I formulated new design space: introducing new discordant accumulation operations into sparse compilers. I observed that current algorithm could not correctly infer reduction operators. Therefore, I proposed five logic rules called Forall Context, which determined the reduction operator for any workspace expression. This technique has been integrated into TACO. We observed the discordant accumulation problem. That said, the current algorithm can only handle concordant point streams and allocates a large amount of memory unnecessarily. Observing this phenomenon, I designed a new algorithm called sparse workspace. Sparse workspace aims to be a flexible sparse compilation algorithm that handles discordant or concordant point streams with intermediate memory cost controlled by users. This work is supervised by Professor Fredrik Kjostad. A technical report for this project can be found here.

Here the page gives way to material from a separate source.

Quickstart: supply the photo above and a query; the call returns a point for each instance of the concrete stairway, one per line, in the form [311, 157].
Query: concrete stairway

I developed new space exploration techniques for dense computation graphs of tensor programs. We proposed Kernel Architecture Search (KAS) to search for efficient computation graphs with the highest classification accuracy within the same hardware budgets. We implemented a system Canvas to examine our KAS idea. I optimized the graph generation algorithm of Canvas reduced the sampling time from seconds to milliseconds. KAS finds network designs with up to 1.5x inference speedups over previous state-of-the-art with acceptable accuracy loss. This work is supervised by Professor Mingyu Gao. We submitted the paper to MLSys 2023, for which I am the second author. This paper is still under review.

Sgap

I optimized a single point in the space: sparse dense hybrid operators on GPU. We observed that GPU performs better on regular data, whose benefits can remedy possible redundant computation. With the help of this trait, I developed atomic parallelism to accelerate SpMM GPU kernels, and observed a 1.6x~2.3x increase in speed. Such optimization has been integrated into dgSPARSE. Then I generalized atomic parallelism as a sparse compiler technique called segment group. Equipped with segment group, the sparse compiler can generate sparse GPU kernels 1.2x faster than before. This work is jointly supervised by Professor Yu Wang and Professor Sitao Huang. We submitted Sgap (segment group and atomic parallelism) to CCF Transactions on High Performance Computing. I am the first author for this publication.